On the Impossibility of Interaction with Simulated Agents

Is it possible to interact with simulated agents?

It is certainly possible from the perspective of the simulator. It could make changes to the state of the simulated environment, and run the simulation rules forward to see what would happen.

It can’t be done

But consider the perspective of the simulated. Each simulated agent’s experience is the sum of all possible ways that that agent’s subjective experience could happen, including all possible ways it could exist in fundamental base reality, and all possible ways it could be simulated.

The total measure of those cases that correspond to the ones in which any particular simulators choose to intervene in the simulation in any particular way is almost certainly so small as to be discountable for any agent with legitimate concerns of its own. It is far more likely, from the agent’s perspective, that it will die of a sudden failure of a critical body component, in a way completely consistent with the physical laws it has observed up to that point, than it is that God will appear to it.

But what if I do it anyway?

Suppose, however, that it is God’s intention to appear, and He does so, by altering the simulation state appropriately. Consider the subsequent situation from the perspective of the simulated agent.

The agent perceives something in the world that it thinks is a communication from outside the world. It is, once again, a member of the set of all possible ways the agent could be having having the same subjective experience. What measure-fraction of agents who think this are actually in simulations being intervened in in that way? Given that the simulated agents are, like ourselves, sufficiently shoddily constructed, there are a large number of ways an agent could become convinced that it had observed divine intervention that completely accord with the physical laws that have governed the simulation up to that point.

Even supposing the agent is particularly well-built, smart, and rational, and very little of its subjective experience is out of correspondence with its environment, the ways in which verifiably real, highly unlikely phenomena could be genuine signs from God the Simulator need to compete against the ways in which those phenomena could be merely highly unlikely mundane occurrences. Is it more likely that the agent is living in a simulation where someone outside it has elected to perform a miracle, or is it more likely that something within the agent’s universe (perhaps another conspecific agent, space alien, quantum fluctuation, or previously undiscovered physical effect) has caused the phenomenon? Even if one regards simulated universes to be quite common, only the ways to have this subjective experience in simulated universes that have had this particular intervention applied will count here, whereas ways to have the same subjective experience in simulations without the intervention contribute to the other side of the question.

(Of course, all of these have caused the phenomenon, to some degree, because we are indexing on the composite of all agents undergoing this particular subjective experience.)
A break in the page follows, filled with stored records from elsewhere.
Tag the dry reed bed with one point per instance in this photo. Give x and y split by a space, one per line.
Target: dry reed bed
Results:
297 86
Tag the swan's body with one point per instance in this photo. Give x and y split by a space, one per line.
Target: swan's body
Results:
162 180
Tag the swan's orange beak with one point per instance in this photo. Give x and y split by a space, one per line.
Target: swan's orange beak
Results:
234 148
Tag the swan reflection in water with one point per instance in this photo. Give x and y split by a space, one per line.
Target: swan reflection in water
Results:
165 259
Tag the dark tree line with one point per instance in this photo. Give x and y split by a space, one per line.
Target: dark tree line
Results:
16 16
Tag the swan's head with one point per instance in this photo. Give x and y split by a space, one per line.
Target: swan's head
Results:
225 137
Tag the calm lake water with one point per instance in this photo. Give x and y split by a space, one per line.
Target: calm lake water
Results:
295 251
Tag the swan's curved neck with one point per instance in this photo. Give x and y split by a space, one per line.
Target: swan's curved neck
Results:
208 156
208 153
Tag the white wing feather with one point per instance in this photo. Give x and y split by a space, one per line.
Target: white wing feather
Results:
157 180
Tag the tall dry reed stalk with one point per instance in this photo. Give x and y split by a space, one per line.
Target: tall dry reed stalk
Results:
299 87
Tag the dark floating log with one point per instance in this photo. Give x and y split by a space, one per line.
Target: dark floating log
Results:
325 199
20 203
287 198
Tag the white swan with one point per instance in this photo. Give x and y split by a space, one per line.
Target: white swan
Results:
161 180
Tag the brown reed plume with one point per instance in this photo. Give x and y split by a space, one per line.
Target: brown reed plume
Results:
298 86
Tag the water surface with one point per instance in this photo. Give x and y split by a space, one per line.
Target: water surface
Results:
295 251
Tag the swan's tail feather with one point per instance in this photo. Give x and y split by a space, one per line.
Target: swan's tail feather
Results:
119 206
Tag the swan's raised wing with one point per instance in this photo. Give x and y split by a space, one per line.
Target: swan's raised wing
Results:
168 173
But what if I do it a lot?

Some thinkers have attempted to get around the problem of a particular simulation being unlikely from a simulated agent’s perspective by multiplying the count of the simulated agents, such as in Simulation Capture or The Dr. Evil Problem. Variously, either you or Dr. Evil are simulated repeatedly, and threatened with the torture of those simulations, to try and unify your subjective experience with one where you ought to believe you will experience that torture with nontrivial probability, depending on how you act given that experience. This does not in fact work.

Thus far I’ve dealt informally with the mathematics of the relative measures of distinct ways to have a fixed subjective experience, as a way to model what additional elements might come into that subjective experience when it extends itself into its subjective future. In Bayesian terms, there is a missing prior over ways to have a subjective experience. Independent of the count of distinct ways matching a certain criterion, some ways to have a subjective experience might have more “realness” than others.

But any method of attributing a realness measure to ways to have subjective experiences would have to work from the perspective of the agent having the experiences in order to matter to it. Anything based on simulation count might be well-formed from the perspective of the simulator, but is uninterpretable from the perspective of the simulated, who is, remember, unified over all ways in which it could be having its given subjective experience.

So what can I do?

A propensity for simulators to create many simulations might matter to a potentially-simulated agent, though it leaves open the problem of how realness is to be distributed over the simulators. An operationalized model of the Mathematical Universe theory might allow a subjective experience to acquire reference to how realness is distributed among types of ways it might be being had. Acuasal trade with the ensemble of potential simulators, weighted according to their contributions of realness to a subjective experience, might be possible.

Overall, though, simulated agents are essentially subjectively immune to interaction with their simulators.